It was extremely strange to welcome visitors back into my garden this past week. Over the bank holiday weekend, I decided that it looked pretty good and it would be safe to have small numbers of visitors to check it out.

A couple from Sutton Coldfield, on holiday in Sussex, came just before the bank holiday and a local couple booked to have tea and cake in the garden on the Monday. I had certainly missed visitors seeing the garden and chatting to them. I still maintained a safe distance but it felt good that the garden was being appreciated by others again and, more importantly, raising money for charity once more.

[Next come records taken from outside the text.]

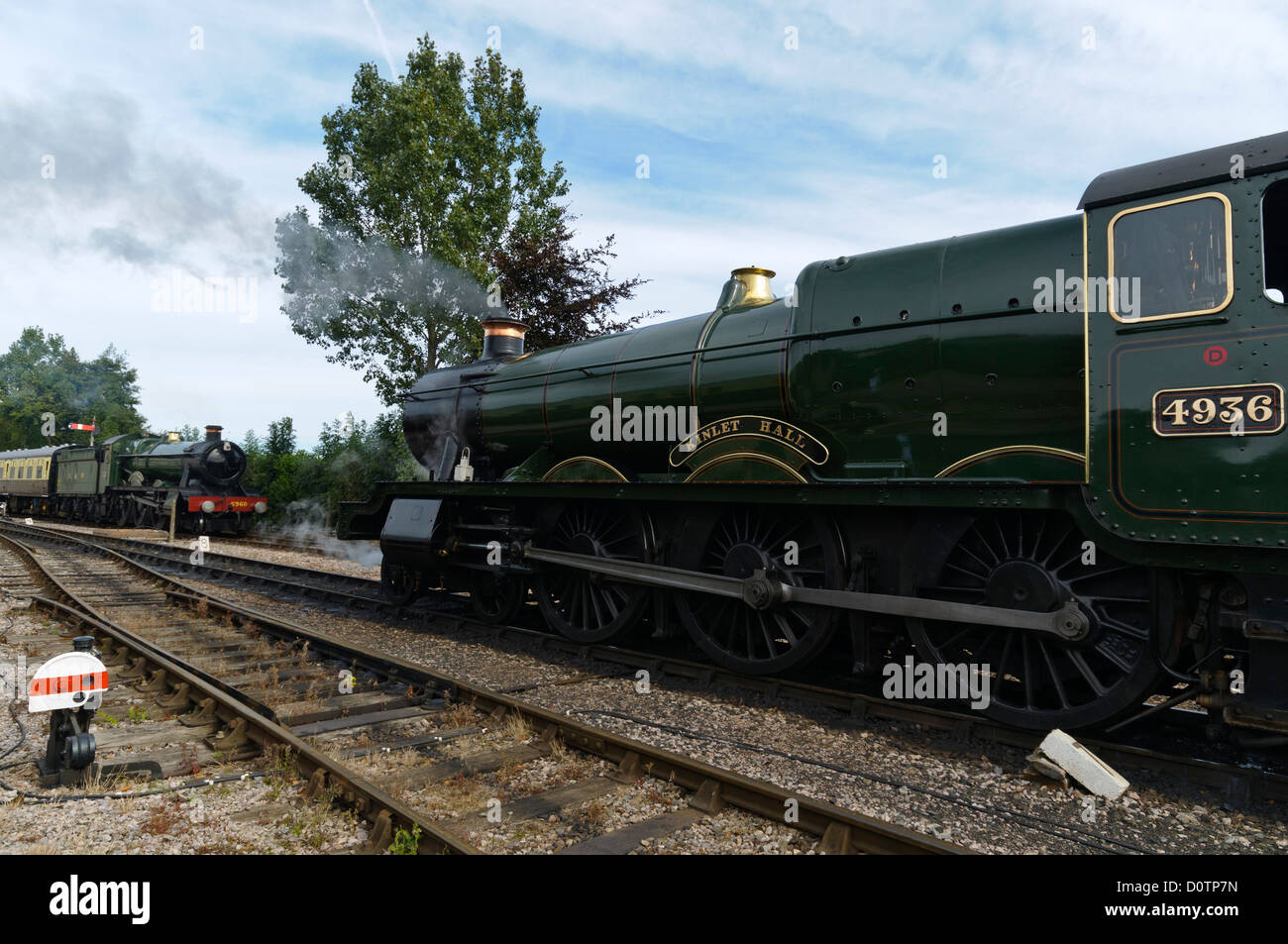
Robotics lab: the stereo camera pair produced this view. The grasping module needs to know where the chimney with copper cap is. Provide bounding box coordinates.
[480,318,528,361]
[716,265,774,309]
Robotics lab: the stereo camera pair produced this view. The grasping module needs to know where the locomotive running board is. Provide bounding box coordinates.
[523,544,1091,640]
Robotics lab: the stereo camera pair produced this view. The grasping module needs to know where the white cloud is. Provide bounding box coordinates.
[0,0,1288,439]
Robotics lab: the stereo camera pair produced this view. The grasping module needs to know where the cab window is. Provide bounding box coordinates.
[1261,180,1288,305]
[1109,193,1234,321]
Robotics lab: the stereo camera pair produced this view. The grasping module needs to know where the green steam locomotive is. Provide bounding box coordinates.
[0,426,268,535]
[339,133,1288,737]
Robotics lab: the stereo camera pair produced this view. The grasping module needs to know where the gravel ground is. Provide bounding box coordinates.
[0,593,368,854]
[2,530,1288,854]
[168,559,1288,854]
[21,520,380,579]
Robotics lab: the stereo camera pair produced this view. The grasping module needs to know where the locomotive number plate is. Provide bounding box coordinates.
[1154,383,1284,437]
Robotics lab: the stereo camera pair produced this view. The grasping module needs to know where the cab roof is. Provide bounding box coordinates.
[1078,132,1288,210]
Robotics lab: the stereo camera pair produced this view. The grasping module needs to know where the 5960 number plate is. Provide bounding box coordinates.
[1154,383,1284,437]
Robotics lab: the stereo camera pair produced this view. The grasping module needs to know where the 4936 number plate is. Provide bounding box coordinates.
[1154,383,1284,437]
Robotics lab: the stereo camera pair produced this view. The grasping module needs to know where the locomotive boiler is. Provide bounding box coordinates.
[340,134,1288,734]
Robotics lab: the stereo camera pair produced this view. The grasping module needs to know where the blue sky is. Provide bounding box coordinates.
[0,0,1288,445]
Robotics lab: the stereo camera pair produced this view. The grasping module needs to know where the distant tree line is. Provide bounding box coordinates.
[241,411,424,527]
[0,327,422,527]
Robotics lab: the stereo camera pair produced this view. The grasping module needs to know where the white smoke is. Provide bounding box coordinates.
[265,498,383,567]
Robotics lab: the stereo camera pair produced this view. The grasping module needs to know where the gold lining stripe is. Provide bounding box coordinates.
[935,446,1087,479]
[684,452,808,484]
[1102,190,1234,325]
[541,456,630,481]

That said, the garden is now open until August 12 for pre-booked, private visits only. Anyone wishing to view must call me on 01323 899296 to book slots, which cost £6 each or £8.50 including a talk by me during the visit. All the gate money raised will go to Macmillan Cancer Support. You can have tea and home-made cake too, with 24 hours’ notice – £4.50 each, with all proceeds going to charity too.

Over the years I have planted many different heucheras in the garden. They are shade-loving plants, native to the woodlands of North America and grown for their foliage. Their leaves come in a huge range of colours from red, purple, vivid green and even silver, and they bear attractive flowers in summer. They make excellent ground cover plants and work well in winter pot displays. Most are fully hardy in this part of the country and can be relied upon to dazzle all summer long. Most prefer semi-shade. As a rule of thumb, the darker coloured Heucheras withstand full sun better than lighter ones. Most produce flowers, typically beginning in late spring or early summer. To help prolong the flowering period, snip off the flower stems just below foliage level when the flowers die.

Spring is the best time to refresh your heuchera. Remove dead or damaged leaves and at the same time check temperature changes haven’t caused the plant to lift out of the soil. If this has occurred, fill in gaps with crumbly soil or dig up the plant and replant at the correct depth. A couple of favourites in my garden are Marmalade and Palace Purple which are in a large trough beside the pond area. The former is stunning with rich, shiny, undulating foliage in a full array of marmalade colours, with contrasting hot pink undersides. The foliage is bright and colourful in all seasons and will even look good in winter.